Geopolitical tensions and global growth outlook to give direction for oil prices in 2024
Despite repeated OPEC plus output cuts and Israel-Hamas conflict, oil prices shed more than 13 percent in 2023 against its previous year’s average price. However, prices exhibited a varied move throughout the year driven by multiple factors that affected its fundaments.
US NYMEX oil started at nearly $80 a barrel in 2023 but pushed down to $64 levels by May. There was a brief rally in October, which coincided with the Israel-Hamas conflict and reports of falling US inventories but erased all such gains by the end of the year.
The new geopolitical risk in West Asia was speculated to raise global oil prices as the region is one of the most important oil-producing and transporting zones. However, demand concerns due to the moderate global growth outlook, and higher-than-expected supply from non-OPEC countries were the key drivers of oil markets last year.
The OPEC plus countries announced voluntary production cuts in May and November last year. The cuts were aimed at stabilizing the market and supporting prices. However, these aggressive moves have failed to lift global oil prices.
Rising oil supplies from non-OPEC countries, especially from the US offset the price-boosting efforts taken by OPEC Plus producers’ cartel.
The US is the world’s largest oil producer and their production level hit a historic high of over 13 million barrels per day in 2023. As per Energy Information Administration (EIA), US production is expected to rise in the next two years as well.
Oil markets have also adjusted to the ban on Russian oil by the European Union and G7 countries faster than initially expected. Russia diverted most of its cargo to destinations in Asia, especially China and India.
Russia was the largest supplier of crude oil to India last year, beating the traditional Middle East heavyweight countries like Saudi Arabia and Iraq.
China was supposed to be the driving force of global oil demand growth last year, but challenges in its economy adversely affected the demand from the world’s second-largest oil consumer. China’s economy has been going through challenges in areas like the property sector, exports, debt, unemployment, and investment affected the overall demand for energy commodities.
Oil prices will continue to be driven by demand-supply dynamics in 2024 as well. As the current fundamentals remain unsupportive, there are very few chances for a sharp rise in prices barring a major escalation of tensions in the Middle East, which could negatively affect the global oil supply chain. Though the shortage in output from OPEC-plus countries continues to be replaced by higher US production, further surprise production cuts or supply issues due to the escalating tension in the Middle East would be crucial for the market.

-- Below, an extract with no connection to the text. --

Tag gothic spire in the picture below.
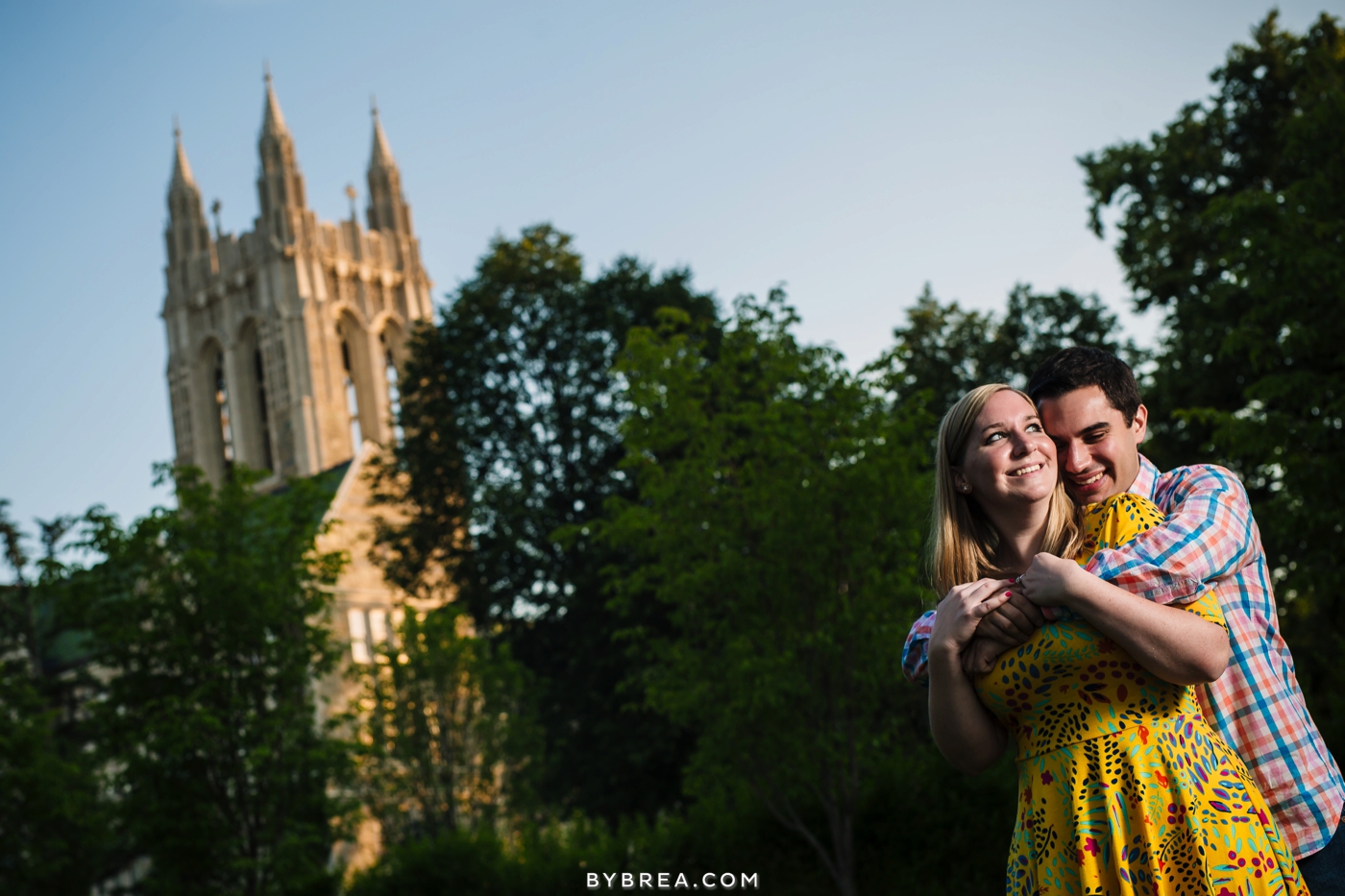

A weak global growth outlook, especially from China and Europe may also restrict major upsides. Whereas the US Fed’s stance on inflation and interest rates will significantly influence oil demand. Stable or reduced interest rates could promote economic growth, potentially increasing oil demand and thus the prices of the commodity.
On the price side, considering various factors, the US WTI futures may vary inside $64-98 a barrel. At the same time, in the domestic market, in addition to the international prices, volatility in the Indian rupee would have an impact on the price outlook.